Nick Smith | 3 July 2018 | HOTP TOTP One-Time Password

HOTP and TOTP are the two main standards for One-Time Password but what do they mean from a security perspective, and why would you choose one over the other?

In both HOTP and TOTP the token (ie, the OTP generator) generates a numeric code, usually 6 or 8 digits. The security of OTP is based on fact that the codes are constantly changing and that they are single-use, hence the name.

HOTP: Event-based One-Time Password

Event-based OTP (also called HOTP meaning HMAC-based One-Time Password) is the original One-Time Password algorithm and relies on two pieces of information. The first is the secret key, called the "seed", which is known only by the token and the server that validates submitted OTP codes. The second piece of information is the moving factor which, in event-based OTP, is a counter. The counter is stored in the token and on the server. The counter in the token increments when the button on the token is pressed, while the counter on the server is incremented only when an OTP is successfully validated.

To calculate an OTP the token feeds the counter into the HMAC algorithm using the token seed as the key.
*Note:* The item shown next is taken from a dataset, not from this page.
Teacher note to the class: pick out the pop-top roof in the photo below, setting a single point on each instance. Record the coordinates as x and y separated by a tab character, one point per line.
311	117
HOTP uses the SHA-1 hash function in the HMAC. This produces a 160-bit value which is then reduced down to the 6 (or 8) decimal digits displayed by the token.

TOTP: Time-based One-Time Password

Time-based OTP (TOTP for short), is based on HOTP but where the moving factor is time instead of the counter. TOTP uses time in increments called the timestep, which is usually 30 or 60 seconds. This means that each OTP is valid for the duration of the timestep.


Both OTP schemes offer single-use codes but the key difference is that in HOTP a given OTP is valid until it is used, or until a subsequent OTP is used. In HOTP there are a number of valid "next OTP" codes. This is because the button on the token can be pressed, thus incrementing the counter on the token, without the resulting OTP being submitted to the validating server. For this reason, HOTP validating servers accept a range of OTPs. Specifically, they will accept an OTP that is generated by a counter that is within a set number of increments from the previous counter value stored on the server. This is range is referred to as the validation window. If the token counter is outside of the range allowed by the server, the validation fails and the token must be re-synchronized.

So clearly in HOTP there is a trade-off to make. The larger the validation window the less likely the chance of needing to re-sync the token with the server, which is inconvenient for the user. Importantly though, the larger the window the greater the chance of an adversary guessing one of the accepted OTPs through a brute-force attack.

In contrast, in TOTP there is only one valid OTP at any given time - the one generated from the current UNIX time.


Choosing between HOTP and TOTP purely from a security perspective clearly favours TOTP. Importantly, the validating server must be able to cope with potential for time-drift with TOTP tokens in order to minimize any impact on users.

There is also more choice of form-factor with TOTP tokens. Traditional key fob OTP tokens are getting smaller and Microcosm has now introduced the OTP Card - a credit card sized OTP token with EPD display. Cards can be a more convenient option as they can be stored with other cards in a wallet or purse, or in the back of a mobile phone case.

The HOTP and TOTP standards are produced by OATH, the Initiative for Open Authentication. All Microcosm OTP tokens are OATH-compliant.